Disney is bringing Audio-Animatronics to a new level with the Seven Dwarfs Mine Train opening soon at Walt Disney World in Orlando, Florida.
This is partly due to a collaboration between Walt Disney Imagineering and Walt Disney Animation Studios, with the two working closely together as Disney’s doing a full 3D design and delivery process on their Audio-Animatronic Figures for the first time.
Based on the original 2D drawings from the 1937 film Snow White and the Seven Dwarfs, new sketches were drawn and 3D sculptures were created by the animation team, while the engineers determined what kind of movements the dwarfs would be physically capable of.
The animators then went back and referenced the original movie and the behavior of the dwarfs in order to create the most realistic facial expressions possible on the Audio-Animatronic figures.
Audio-Animatronics, first created in the 1960’s by Disney Imagineering for its theme parks, is a form of robotic animation where the robots move and make noise while being fixed to some sort of ground support powered by hydrolics.
Disney’s technology uses an analogue system with a variable signal for the large moving limbs, rather than a digital one where the signal usually only takes two levels (on and off), which allows for more realistic movement with a fluid range of motion.

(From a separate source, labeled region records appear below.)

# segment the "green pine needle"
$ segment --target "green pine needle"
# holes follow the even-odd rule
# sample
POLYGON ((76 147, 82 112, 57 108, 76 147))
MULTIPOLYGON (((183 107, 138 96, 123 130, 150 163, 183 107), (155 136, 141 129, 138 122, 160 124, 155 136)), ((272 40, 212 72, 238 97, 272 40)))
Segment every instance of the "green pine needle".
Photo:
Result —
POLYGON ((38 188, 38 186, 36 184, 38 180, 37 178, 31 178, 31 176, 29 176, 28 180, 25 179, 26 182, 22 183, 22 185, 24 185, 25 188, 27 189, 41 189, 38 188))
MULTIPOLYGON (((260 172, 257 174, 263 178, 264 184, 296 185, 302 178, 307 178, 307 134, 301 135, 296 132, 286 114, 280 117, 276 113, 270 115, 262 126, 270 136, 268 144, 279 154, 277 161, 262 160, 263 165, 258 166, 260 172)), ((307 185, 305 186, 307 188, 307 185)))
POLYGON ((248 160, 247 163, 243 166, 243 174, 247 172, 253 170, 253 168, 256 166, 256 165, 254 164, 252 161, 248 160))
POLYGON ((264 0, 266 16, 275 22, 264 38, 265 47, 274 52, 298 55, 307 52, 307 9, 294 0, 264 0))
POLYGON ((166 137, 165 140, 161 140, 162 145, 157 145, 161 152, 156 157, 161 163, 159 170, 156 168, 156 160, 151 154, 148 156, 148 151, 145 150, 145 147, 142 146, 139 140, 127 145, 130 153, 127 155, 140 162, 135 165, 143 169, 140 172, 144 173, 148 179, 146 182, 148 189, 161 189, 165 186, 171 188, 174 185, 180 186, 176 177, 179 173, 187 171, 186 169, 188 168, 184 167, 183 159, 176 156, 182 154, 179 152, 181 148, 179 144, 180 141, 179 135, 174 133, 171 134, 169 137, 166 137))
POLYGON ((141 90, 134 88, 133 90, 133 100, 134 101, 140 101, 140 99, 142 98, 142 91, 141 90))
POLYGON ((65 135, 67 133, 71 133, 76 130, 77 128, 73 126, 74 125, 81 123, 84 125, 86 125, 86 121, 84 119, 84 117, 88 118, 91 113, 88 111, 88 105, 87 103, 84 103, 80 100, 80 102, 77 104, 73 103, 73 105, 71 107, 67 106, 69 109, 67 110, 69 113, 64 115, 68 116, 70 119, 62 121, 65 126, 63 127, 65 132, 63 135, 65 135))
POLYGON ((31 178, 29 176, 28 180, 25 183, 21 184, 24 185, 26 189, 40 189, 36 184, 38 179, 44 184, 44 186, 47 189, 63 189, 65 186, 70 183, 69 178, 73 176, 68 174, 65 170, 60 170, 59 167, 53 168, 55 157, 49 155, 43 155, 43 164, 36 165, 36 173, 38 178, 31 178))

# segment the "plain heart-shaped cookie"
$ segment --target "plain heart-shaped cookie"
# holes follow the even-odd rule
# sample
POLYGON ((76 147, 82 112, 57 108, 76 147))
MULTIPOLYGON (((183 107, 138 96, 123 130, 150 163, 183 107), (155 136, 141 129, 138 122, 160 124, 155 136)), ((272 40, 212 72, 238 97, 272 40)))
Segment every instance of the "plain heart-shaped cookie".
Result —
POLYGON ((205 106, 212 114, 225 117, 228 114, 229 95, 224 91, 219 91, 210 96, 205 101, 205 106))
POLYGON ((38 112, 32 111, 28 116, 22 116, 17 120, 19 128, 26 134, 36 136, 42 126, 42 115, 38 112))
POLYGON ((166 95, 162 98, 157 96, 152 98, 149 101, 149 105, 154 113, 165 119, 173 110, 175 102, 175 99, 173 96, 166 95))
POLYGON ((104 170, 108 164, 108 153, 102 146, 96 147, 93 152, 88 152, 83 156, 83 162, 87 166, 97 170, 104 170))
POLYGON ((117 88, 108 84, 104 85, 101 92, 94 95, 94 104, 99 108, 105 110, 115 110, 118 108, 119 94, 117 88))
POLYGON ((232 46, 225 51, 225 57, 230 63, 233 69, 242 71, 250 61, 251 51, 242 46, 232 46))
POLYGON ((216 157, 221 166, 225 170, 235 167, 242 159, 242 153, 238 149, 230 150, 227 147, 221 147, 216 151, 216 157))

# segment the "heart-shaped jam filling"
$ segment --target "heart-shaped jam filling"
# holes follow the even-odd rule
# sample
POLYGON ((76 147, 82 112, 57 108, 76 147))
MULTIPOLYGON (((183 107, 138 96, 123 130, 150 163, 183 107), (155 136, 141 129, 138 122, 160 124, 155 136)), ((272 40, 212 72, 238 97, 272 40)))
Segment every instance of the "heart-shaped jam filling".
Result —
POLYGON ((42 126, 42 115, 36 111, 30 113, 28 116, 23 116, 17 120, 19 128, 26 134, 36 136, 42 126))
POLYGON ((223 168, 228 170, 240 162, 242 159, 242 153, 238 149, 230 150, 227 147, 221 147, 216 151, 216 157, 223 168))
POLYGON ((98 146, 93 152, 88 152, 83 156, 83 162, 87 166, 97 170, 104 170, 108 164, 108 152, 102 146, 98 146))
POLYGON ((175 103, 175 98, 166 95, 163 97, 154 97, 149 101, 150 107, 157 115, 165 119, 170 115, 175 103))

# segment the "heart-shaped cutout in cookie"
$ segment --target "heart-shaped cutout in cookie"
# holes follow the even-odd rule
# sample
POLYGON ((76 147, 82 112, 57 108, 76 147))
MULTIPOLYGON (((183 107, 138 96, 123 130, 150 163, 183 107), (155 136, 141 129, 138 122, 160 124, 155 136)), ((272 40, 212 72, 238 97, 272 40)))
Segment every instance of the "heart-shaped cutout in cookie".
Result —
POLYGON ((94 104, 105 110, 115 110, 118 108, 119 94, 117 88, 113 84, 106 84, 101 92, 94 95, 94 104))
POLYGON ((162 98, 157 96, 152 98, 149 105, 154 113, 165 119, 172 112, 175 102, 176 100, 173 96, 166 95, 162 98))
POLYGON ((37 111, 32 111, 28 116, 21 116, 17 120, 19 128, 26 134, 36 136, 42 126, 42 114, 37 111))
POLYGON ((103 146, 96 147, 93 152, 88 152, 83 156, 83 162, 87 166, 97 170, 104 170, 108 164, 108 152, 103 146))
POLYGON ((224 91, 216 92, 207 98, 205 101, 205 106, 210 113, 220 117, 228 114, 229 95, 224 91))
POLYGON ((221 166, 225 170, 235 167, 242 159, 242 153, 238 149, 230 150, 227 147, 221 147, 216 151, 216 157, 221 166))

Oil-filled control cylinders mounted onto ball joints creates free rotation around key areas such as the wrist and shoulder joints for the highest level of realism. The humanoid figures are coated in silicon rubber mimicking skin, and real human hair is used, this is however something that comes with its own set of problems as the constant rapid movements causes it to lose its styling, thus requiring touch-ups in between shows.